6th Annual Carnegie Council Student Research Conference, May 2020. CREDIT: Amanda Ghanooni
6th Annual Carnegie Council Student Research Conference, May 2020. CREDIT: Amanda Ghanooni

R. Langdon Ogburn Wins 2020 Carnegie Council Student Research Conference: Topic, Drones and Warfare

May 18, 2020

On May 8, Carnegie Council held its sixth annual student conference as a virtual event on Zoom.

This year the Council received over 40 submissions from 24 universities and 8 countries. Out of these abstracts, 10 were chosen, including two group projects from Columbia University and United States Military Academy; one presenter had to withdraw due to personal reasons.

The winning presentation was by R. Langdon Ogburn of the United States Military Academy at West Point. His presentation titled "Drones and Warfare" examines the moral perspective of drone usage by militaries and proposes future paths towards a more ethical approach.

For more on Ogburn's research, read the written interview conducted by Carnegie Council program intern Richard Anar, who coordinated the conference.

As the winner, Ogburn received a one-year membership to the Council's Carnegie New Leaders program.

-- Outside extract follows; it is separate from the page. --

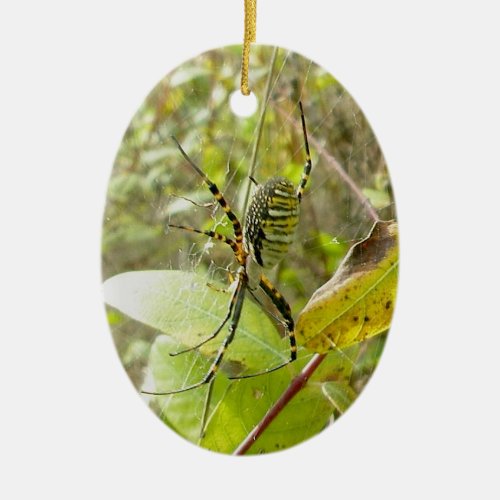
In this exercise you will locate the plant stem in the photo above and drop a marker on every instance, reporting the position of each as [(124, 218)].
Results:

"This entire experience was incredibly valuable for me," says Ogburn. "I am thankful to Carnegie Council for adapting to current events in a way that enabled the participants to still present their research and learn from one another."

Other presentations touched on various ethical issues, including international borders within cybersecurity, comparative models to combat deforestation, online hate speech vs. free speech, peace-building in Afghanistan, the U.S.-China trade war and soy production in Brazil, banking corruption in South Korea, "responsibility to protect" in Africa, and using religion in Track II diplomacy. The judging panel was comprised of Adam Read-Brown, editor of Carnegie Council's quarterly journal Ethics & International Affairs, and Alex Woodson, digital content producer at Carnegie Council and host of the Global Ethics Weekly podcast. The presentations were judged on their originality, persuasiveness, logical coherence, and relevance to ethics.

Carnegie Council would like to thank all those who took part.